Gdyby ode mnie to zależało, to rozbroiłabym cały świat, środki wydawane na zbrojenie przeznaczyłabym na polepszenie warunków życia i w ten oto sposób żylibyśmy "długo i szczęśliwe" :)
Dobrobyt nie bierze się z dotacji. Każda ingerencja w polepszanie bytu deprawuje, bo wyłącza człowieka z działania. Po trzecie zabieranie pieniędzy jednym, aby dać drugim jest złodziejstwem.

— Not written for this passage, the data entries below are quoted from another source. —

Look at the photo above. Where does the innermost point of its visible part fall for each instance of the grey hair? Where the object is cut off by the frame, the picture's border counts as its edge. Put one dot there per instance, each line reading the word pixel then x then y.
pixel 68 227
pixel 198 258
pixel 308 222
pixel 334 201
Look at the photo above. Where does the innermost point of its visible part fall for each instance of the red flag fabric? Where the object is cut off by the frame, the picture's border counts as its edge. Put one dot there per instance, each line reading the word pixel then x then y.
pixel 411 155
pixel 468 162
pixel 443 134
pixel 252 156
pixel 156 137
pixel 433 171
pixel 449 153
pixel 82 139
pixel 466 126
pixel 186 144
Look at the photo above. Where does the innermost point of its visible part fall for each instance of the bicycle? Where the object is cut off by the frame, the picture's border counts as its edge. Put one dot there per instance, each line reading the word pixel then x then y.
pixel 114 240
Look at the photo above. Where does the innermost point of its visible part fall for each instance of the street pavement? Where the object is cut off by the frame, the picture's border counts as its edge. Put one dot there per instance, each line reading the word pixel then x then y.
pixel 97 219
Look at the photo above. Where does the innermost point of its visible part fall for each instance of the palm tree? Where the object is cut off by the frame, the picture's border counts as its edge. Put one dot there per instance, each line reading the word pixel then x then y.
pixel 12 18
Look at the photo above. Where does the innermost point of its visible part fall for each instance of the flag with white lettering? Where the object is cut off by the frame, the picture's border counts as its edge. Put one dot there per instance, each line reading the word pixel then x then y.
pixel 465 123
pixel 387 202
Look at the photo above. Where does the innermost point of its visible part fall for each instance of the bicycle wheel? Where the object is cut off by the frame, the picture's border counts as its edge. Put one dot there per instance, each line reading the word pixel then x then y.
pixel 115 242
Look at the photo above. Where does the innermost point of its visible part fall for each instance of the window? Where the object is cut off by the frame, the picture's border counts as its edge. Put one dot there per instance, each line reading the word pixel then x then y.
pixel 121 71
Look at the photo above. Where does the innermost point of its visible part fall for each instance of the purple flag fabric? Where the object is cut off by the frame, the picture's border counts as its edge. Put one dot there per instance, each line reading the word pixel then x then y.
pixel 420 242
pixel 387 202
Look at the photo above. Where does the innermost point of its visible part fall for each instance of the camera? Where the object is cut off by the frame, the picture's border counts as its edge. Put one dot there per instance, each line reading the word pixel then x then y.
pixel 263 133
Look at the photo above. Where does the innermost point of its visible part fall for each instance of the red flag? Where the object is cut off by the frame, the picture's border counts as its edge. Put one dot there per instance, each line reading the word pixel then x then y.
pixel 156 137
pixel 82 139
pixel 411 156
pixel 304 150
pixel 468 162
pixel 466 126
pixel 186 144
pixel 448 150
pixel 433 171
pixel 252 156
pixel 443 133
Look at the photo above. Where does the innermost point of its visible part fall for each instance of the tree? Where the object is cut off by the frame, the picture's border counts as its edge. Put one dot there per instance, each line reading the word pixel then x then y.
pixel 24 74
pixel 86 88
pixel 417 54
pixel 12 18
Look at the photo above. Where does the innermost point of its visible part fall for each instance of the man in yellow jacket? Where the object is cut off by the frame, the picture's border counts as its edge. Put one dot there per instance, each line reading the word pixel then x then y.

Po czwarte, to rozumiem, że miałoby powstać getto, w którym ludzie żyliby pod -tym razem - twoje dyktando.
Jak wcześniej pisałem, że można zabić, czy po prostu wyrządzić krzywdę rękami, nogami, a nawet słowem, czyli należałoby również ludzi pozbawić i tych "narzędzi" do robienia krzywdy, przykrości itd., aby żyć długo i szczęśliwie.
Nie wiem skąd w ludziach się bierze chęć dyktowania im jak mają żyć...
Pozostaje jeszcze jedna kwestia, co zrobić z tymi, którzy myślą źle? Ręce, nogi, języki amputujesz, a myśli? :)
Jest takie dobre powiedzenie, że jak chcesz pokoju, to szykuj się do wojny. Nie ma to na celu chęci, aby iść na wojnę, ale powstrzymuje ewentualnego najeźdźcę przed atakiem. Każda ze stron wie, że straci - póki co nie wymyślono jeszcze nic lepszego.
DP napisał(a): zło często rodzi się z powodu braku tz. dobrobytu
E jestem za :)
Skąd się bierze brak dobrobytu?
Z wybieranie na stołki ludzi, którzy obiecują, że coś dadzą, czyli socjalistów. Stąd, że dla naszego bezpieczeństwa wprowadzają przeróżne ustawy, rozporządzenia itp. Czyli ustawia się człowiekowi życie - tworzy się w ten sposób problem i politycy/urzędnicy mają "pracę" na wieki, bo trzeba co raz to nowe programy pomocy wymyślać. Wystarczy jedynie ludziom pozwolić żyć, a nie budować dla ich dobra kolejnych basenów, stadionów itp. ...no i z tego, że się po prostu nie bierze człowiek do roboty, proste.
Dopisane 30.07.2016r. o godz. 08:37:
Wracając do tematu to sztuka celnego strzelania formułuje korzystnie człowieka. Człowiek, który bierze do ręki broń palną, musi przynajmniej na chwilę spoważnieć, musi przejawić poważny stosunek do życia. Także fizycznie musi się jakoś ogarnąć, bo musi przyjąć postawę, skupić, skoncentrować, oddech wyrównać itd.
Powiem tak, że jeszcze nigdy nie widziałem agresji na strzelnicy, robienia komuś fizycznego faulu, co możemy zauważyć np. na boisku - powinno to coś dać do myślenia.